Median-quality evidence showed a better degree of sedation when dexmedetomidine was combined with local anesthetics in nerve block after TKA. Dexmedetomidine had a good effect on sedation which is commonly used in general anesthesia [6]. So even administered in nerve block, its sedation effect could not be totally eliminated. This could do some help for most of the patients who would feel anxiety for their operation and postoperative pain.

Median-quality evidence also showed a similar incidence of postoperative nausea and vomiting, and other related complications, between the Dex and Con groups. Nausea and vomiting, hypotension, bradycardia, neuropathy, infection, and excessive sedation are possible complications related to dexmedetomidine or nerve block [22,23,24]. These results in our meta-analysis was consistent with another meta-analysis that explored knee arthroscopy [25]. On the contrary, the meta-analysis by Qi Yang et al. [16] found that dexmedetomidine treatment could decrease the incidence of postoperative nausea and vomiting, and increase the risk of bradycardia in TKA. Our study revealed that it is safe to add dexmedetomidine to nerve block to some extent; however, more attention should be paid to the dosage of dexmedetomidine especially in the elderly patients. Median-quality evidence showed that dexmedetomidine combined with local anesthetics could improve the level of patient satisfaction. Better analgesia, lower opioid consumption, improved ambulation, early rehabilitation, and limited complications are the possible contributory factors for higher level of patient satisfaction.
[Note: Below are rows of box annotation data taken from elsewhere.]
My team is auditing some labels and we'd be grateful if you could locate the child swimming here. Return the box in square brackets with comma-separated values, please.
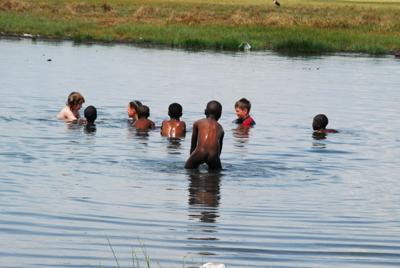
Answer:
[57, 91, 85, 124]
[161, 103, 186, 138]
[233, 98, 256, 127]
[128, 100, 142, 122]
[312, 114, 338, 134]
[185, 101, 224, 170]
[133, 105, 155, 130]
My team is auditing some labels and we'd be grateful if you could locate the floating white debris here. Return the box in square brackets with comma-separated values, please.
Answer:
[200, 262, 225, 268]
[239, 42, 251, 50]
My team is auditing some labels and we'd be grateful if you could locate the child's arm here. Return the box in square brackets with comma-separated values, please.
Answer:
[190, 122, 199, 154]
[219, 131, 225, 154]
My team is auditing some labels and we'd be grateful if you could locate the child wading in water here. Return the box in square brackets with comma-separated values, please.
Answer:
[57, 92, 85, 124]
[313, 114, 338, 134]
[233, 98, 256, 127]
[161, 103, 186, 138]
[128, 100, 142, 122]
[83, 105, 97, 132]
[185, 101, 224, 170]
[133, 105, 156, 130]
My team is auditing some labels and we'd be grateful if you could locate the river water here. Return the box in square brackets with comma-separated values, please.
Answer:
[0, 40, 400, 268]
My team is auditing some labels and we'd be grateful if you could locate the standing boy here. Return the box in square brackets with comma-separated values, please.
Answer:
[57, 91, 85, 123]
[133, 105, 155, 130]
[233, 98, 256, 127]
[161, 103, 186, 138]
[185, 101, 224, 170]
[313, 114, 338, 134]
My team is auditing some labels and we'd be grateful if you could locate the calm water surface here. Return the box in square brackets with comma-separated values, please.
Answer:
[0, 40, 400, 268]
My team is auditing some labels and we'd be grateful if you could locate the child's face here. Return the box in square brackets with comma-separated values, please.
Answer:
[128, 105, 136, 117]
[235, 107, 249, 119]
[71, 103, 82, 112]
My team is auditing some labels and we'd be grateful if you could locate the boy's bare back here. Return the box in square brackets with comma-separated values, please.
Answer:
[133, 118, 155, 130]
[161, 119, 186, 138]
[185, 101, 224, 170]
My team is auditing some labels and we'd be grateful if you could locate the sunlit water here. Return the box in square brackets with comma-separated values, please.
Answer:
[0, 40, 400, 268]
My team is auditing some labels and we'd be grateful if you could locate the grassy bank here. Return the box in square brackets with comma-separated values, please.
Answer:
[0, 0, 400, 54]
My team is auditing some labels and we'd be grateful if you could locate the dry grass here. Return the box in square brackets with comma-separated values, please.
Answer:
[0, 0, 400, 50]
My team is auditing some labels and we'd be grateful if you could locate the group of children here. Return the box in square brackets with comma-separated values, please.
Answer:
[57, 92, 337, 170]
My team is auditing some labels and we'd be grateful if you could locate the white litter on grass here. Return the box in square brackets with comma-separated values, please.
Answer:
[199, 262, 226, 268]
[239, 42, 251, 50]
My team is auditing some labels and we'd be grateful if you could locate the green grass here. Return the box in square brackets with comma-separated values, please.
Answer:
[0, 0, 400, 54]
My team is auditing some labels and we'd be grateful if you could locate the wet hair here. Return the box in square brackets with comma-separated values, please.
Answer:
[129, 100, 143, 112]
[168, 102, 182, 120]
[84, 105, 97, 123]
[204, 100, 222, 120]
[67, 91, 85, 107]
[138, 105, 150, 118]
[313, 114, 329, 130]
[235, 98, 251, 113]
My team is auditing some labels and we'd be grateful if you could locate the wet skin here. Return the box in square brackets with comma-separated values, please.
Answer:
[185, 117, 224, 170]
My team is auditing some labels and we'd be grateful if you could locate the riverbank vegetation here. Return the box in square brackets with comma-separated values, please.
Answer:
[0, 0, 400, 54]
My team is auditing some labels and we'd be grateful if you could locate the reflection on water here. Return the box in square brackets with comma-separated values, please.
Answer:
[188, 170, 222, 223]
[0, 40, 400, 268]
[166, 138, 182, 154]
[83, 125, 96, 135]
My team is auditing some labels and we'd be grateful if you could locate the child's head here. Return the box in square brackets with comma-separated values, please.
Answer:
[235, 98, 251, 119]
[84, 105, 97, 124]
[168, 102, 182, 120]
[128, 100, 142, 118]
[138, 105, 150, 118]
[204, 100, 222, 120]
[313, 114, 329, 130]
[67, 91, 85, 110]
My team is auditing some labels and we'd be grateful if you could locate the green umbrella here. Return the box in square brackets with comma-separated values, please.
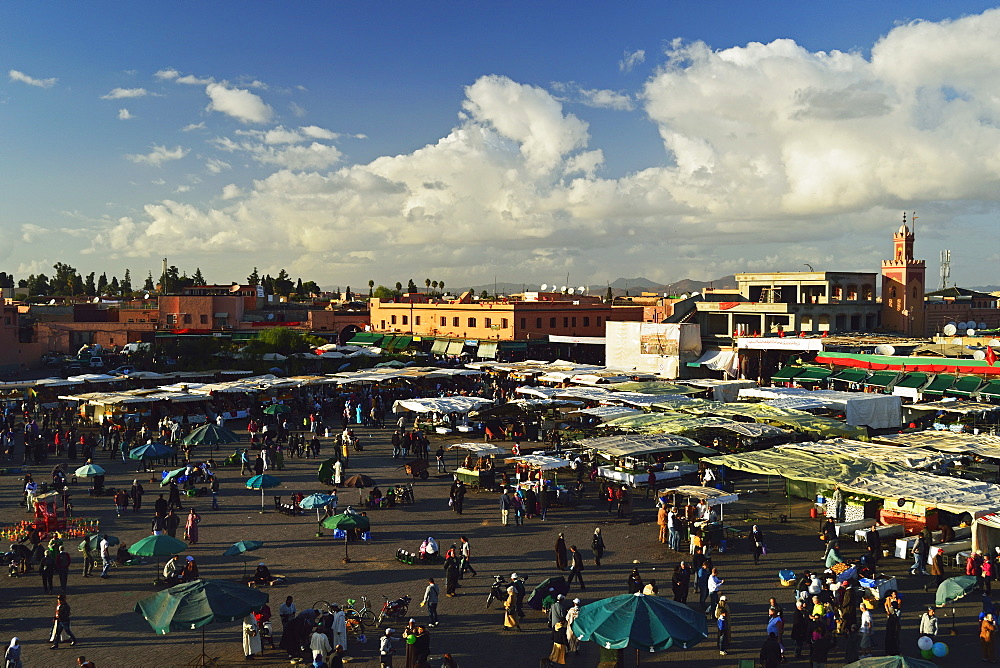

Our meta-analysis exhibited various limitations that should be noted. Firstly, only 7 RCTs were included in our meta-analysis, and the sample size of every RCT was limited. Therefore, RCTs with larger sample sized has been needed to validate these results. Secondly, the included RCTs only evaluated the immediate effects within 48 h after TKA, and longer measures were not explored and long-term follow-ups has been needed to further investigate the functional outcomes. Thirdly, only English publications were included in our meta-analysis and multi-cultural studies should be included in the future to generalize these results. Fourthly, with regard to the significant heterogeneity of postoperative pain scores, the source of heterogeneity was not determined with proper interpretation. However, the effect tendency between each study was concordant.

Conclusions

Compared with local anesthetics alone in nerve block, dexmedetomidine combined with local anesthetics can better relieve postoperative pain, decrease the total opioid consumption, prolong the duration of analgesia, and improve patient satisfaction level without any other related postoperative complications. Nevertheless, more prospective RCTs with larger sample sizes are needed to validate the effectiveness and safety of this treatment regimen. When taking the quality of evidence in this meta-analysis into consideration, we recommend that dexmedetomidine should be used as an adjunct to local anesthetics in nerve block after TKA in clinical practice.